Unlike differentiated cells, tumour cells have unrestricted potential for division and proliferation. The relentless biosynthesis of macromolecules that are needed for the growth of newly divided cells requires the uptake of glucose and other carbon sources in excess of energetic needs.30, 34, 35 The vast majority of tumour cell types display modified energetic and anabolic metabolism pathways and rates compared with their tissue of origin.36 The Warburg effect, also known as aerobic glycolysis, is the conversion from oxidative phosphorylation to glycolysis, which is characterized as increased lactate production even with sufficient oxygen, and is regarded as a hallmark for cancer development and progression.28, 30, 37 Because KLF8 expression correlated with larger tumour size and advanced TN stage in gastric cancer, and as previous studies showed that KLF8 could induce EMT, we considered whether the impact of KLF8 was caused by glucose metabolism transformation. Consistent with this hypothesis, silencing KLF8 expression significantly reduced glucose uptake, lactate secretion and ATP production. Thus, the altered metabolism induced by KLF8 may be essential for cancer cell proliferation and metastasis.

Glycolysis is a multi‐step reaction regulated by a series of glycolytic enzymes, and KLF8 is a classic transcriptional factor. We thus investigated relationship between KLF8 and the expressions of glycolytic enzyme‐related genes. The results showed that KLF8 was closely correlated with GLUT4 expression in both transcriptional and protein levels. Moreover, KLF8 activated the GLUT4 promoter in a dose‐dependent manner. Furthermore, our functional study of GLUT4 indicated that its expression correlated with poor survival of gastric cancer and glycolysis rate in gastric cancer cells, which is consistent with the survival and functional study of KLF8 in gastric cancer. Collectively, these results suggested that GLUT4 may be a potential transcriptional target of KLF8. Previous studies also showed that KLF15 is a transcriptional regulator of GLUT4 in skeletal muscle cells.38, 39

Our study had several limitations. First, we did not perform animal studies to examine the effects of KLF8 on tumour progression and metastases in vivo, and thus further in vivo studies are needed to validate our findings. Second, the survival of gastric cancer is affected by other factors, such as medical insurance status, radical surgical resection, and neoadjuvant or adjunct therapy, and thus biomarkers of a single gene are not sufficient. Third, although we confirmed a transcriptional relationship between KLF8 and GLUT4 with multiple data, chromatin immunoprecipitation assay is required to confirm KLF8 direct binding to the GLUT4 promoter.

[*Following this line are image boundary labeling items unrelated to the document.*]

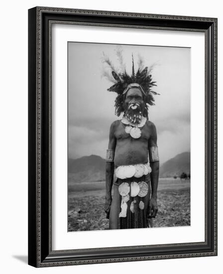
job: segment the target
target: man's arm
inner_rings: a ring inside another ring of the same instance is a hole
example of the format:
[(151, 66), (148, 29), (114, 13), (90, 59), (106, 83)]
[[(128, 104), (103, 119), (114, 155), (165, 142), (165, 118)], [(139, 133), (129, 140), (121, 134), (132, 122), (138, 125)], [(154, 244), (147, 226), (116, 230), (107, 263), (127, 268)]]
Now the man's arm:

In conclusion, here we demonstrate that KLF8 is a novel prognostic biomarker for survival in gastric cancer, and silencing KLF8 expression impairs glycolysis by targeting GLUT4 in gastric cancer cells. Hence, KLF8 may be a new biomarker and potential therapeutic target for gastric cancer treatment.

CONFLICT OF INTEREST

The authors confirm that there is no conflict of interest.